Smartphone apps have access to things you copy and paste to your clipboard

Reporter: Rich Kolko
Published: Updated:
A woman receives a call on her smartphone that could be spam. Does she answer it? (Credit: MGN)
Woman on smartphone (Credit: MGN)

Most of us are pretty good with using a smartphone — moving information around to pay bills, enter credit card numbers and copy passwords and photos we have no intention of sharing.

However, you may want to think twice about doing all of that. Every time anyone copies and pastes to the clipboard, apps like TikTok and dozens of others have what’s called a “clipboard scraper.”

“It gives them carte blanch so they can download anything that you have copied to your clipboard,” warned cybersecurity expert, Carrie Kerskie. “The biggest problem here is yes, they are doing it but they’re not telling you they are doing it.”

Even worse, if you have an iPhone, it features something called “clipboard sharing,” meaning anything you copy, cut and paste there is vulnerable.
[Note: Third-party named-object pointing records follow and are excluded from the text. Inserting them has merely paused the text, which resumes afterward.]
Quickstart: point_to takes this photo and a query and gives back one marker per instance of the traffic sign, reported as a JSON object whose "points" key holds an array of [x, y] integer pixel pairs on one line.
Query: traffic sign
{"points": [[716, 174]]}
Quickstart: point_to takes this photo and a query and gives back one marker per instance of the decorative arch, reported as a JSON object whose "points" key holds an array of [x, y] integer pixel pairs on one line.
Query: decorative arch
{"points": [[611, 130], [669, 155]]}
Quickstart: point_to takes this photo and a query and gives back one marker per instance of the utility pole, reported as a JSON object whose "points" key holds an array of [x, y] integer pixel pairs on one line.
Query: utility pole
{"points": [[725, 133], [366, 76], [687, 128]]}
“If there is someone else on your Apple ID, if you are within 10 feet of that person, it’s also taking the information off their device, whether they are using that same app or not,” Kerskie said.

The developers of these apps are building in this capability to see what’s on your clipboard. The information is typically used for marketing purposes, but your information is still out there and the odds that someone can steal it go way up.

Best advice: keep downloading the latest security patches and iOS updates. They’re working on solutions to this problem.